The house recommended that a formal protest may be lodged with the Dutch government through its embassy in Islamabad and a special session of the Organisation of Islamic Cooperation (OIC) be convened to formally engage the European Union, United Nations and individual states to chalk out limits of freedom of expression to maintain global peace, harmony and tolerance while ensuring freedom of expression within reasonable and lawful limitations dictated by the common good of humanity at large.
The house also asked the government to agitate the issue at the UN General Assembly for developing global consensus against such blasphemous initiatives by a handful of mischief-mongers whose sole aim seemed to be creating communal discord and social unrest. It said the Ministry of Religious Affairs and Interfaith Harmony should constitute a committee of Muslim intellectuals and experts to deliberate on the issue and frame workable proposals for preventing blasphemous movies, cartoons, books and other such content.

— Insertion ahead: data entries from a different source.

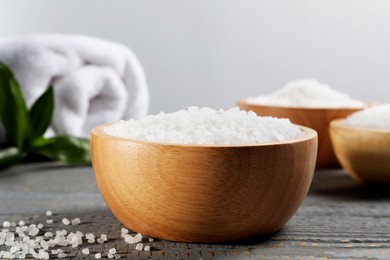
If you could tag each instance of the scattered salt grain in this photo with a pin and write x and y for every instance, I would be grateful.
(139, 246)
(6, 224)
(85, 251)
(206, 126)
(76, 221)
(307, 93)
(377, 117)
(103, 237)
(61, 255)
(33, 232)
(65, 221)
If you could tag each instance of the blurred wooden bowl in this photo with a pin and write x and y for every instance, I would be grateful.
(364, 153)
(315, 118)
(199, 193)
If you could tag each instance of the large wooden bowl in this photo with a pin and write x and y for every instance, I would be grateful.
(315, 118)
(364, 153)
(199, 193)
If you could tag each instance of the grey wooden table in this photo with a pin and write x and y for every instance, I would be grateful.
(340, 219)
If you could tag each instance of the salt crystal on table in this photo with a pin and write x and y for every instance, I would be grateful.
(65, 221)
(76, 221)
(139, 246)
(85, 251)
(6, 224)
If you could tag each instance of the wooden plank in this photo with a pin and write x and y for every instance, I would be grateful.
(340, 219)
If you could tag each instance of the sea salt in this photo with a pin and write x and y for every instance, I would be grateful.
(307, 93)
(206, 126)
(377, 117)
(65, 221)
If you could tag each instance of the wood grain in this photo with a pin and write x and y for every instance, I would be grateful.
(363, 153)
(203, 193)
(315, 118)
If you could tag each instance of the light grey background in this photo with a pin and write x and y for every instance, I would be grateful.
(210, 53)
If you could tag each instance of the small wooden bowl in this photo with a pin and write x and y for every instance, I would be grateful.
(364, 153)
(199, 193)
(315, 118)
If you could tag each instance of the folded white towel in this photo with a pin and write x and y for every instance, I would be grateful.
(95, 81)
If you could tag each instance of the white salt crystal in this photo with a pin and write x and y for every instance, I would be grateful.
(377, 117)
(89, 236)
(206, 126)
(61, 255)
(48, 234)
(139, 246)
(138, 236)
(33, 232)
(65, 221)
(103, 237)
(6, 224)
(76, 221)
(307, 93)
(85, 251)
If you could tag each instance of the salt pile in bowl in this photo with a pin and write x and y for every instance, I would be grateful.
(206, 126)
(307, 93)
(376, 117)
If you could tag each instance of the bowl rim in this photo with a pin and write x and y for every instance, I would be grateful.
(244, 101)
(338, 123)
(309, 134)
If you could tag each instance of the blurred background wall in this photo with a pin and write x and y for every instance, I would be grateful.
(210, 53)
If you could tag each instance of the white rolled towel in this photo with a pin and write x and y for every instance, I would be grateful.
(95, 81)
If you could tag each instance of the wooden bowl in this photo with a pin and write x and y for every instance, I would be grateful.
(199, 193)
(364, 153)
(315, 118)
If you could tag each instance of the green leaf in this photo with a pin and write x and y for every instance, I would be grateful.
(41, 113)
(13, 111)
(68, 149)
(10, 156)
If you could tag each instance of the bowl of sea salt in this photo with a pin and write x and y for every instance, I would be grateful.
(362, 144)
(309, 103)
(204, 175)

The prime minister said the matter would be raised at the UN General Assembly session in September as well, but noted that bringing the Muslim world on one page first was the better way to let the world know how seriously the Muslims across the globe took the issue.
He gave a promise to plan to steer the country out of vicious circle where it was forced to borrow money for debt servicing, saying that curtailing expenses and opening new avenues of income was the way forward.
He said parliament would be told how the government wanted to collect taxes. “We need to change our mindset. Tax money of people is not for our royal-like extravagant lifestyle.”
Earlier, Dutch Prime Minister Mark Rutte, at a press conference, dissociated his government from a Prophet Muhammad cartoon contest organized in November by anti-Islam lawmaker Geert Wilders.
“He is not a member of the government. The competition is not a government initiative,” he said. The comments arrived after authorities in Pakistan voiced their anger regarding the upcoming event to take place right-wing Party for Freedom’s heavily guarded offices at the Dutch parliament.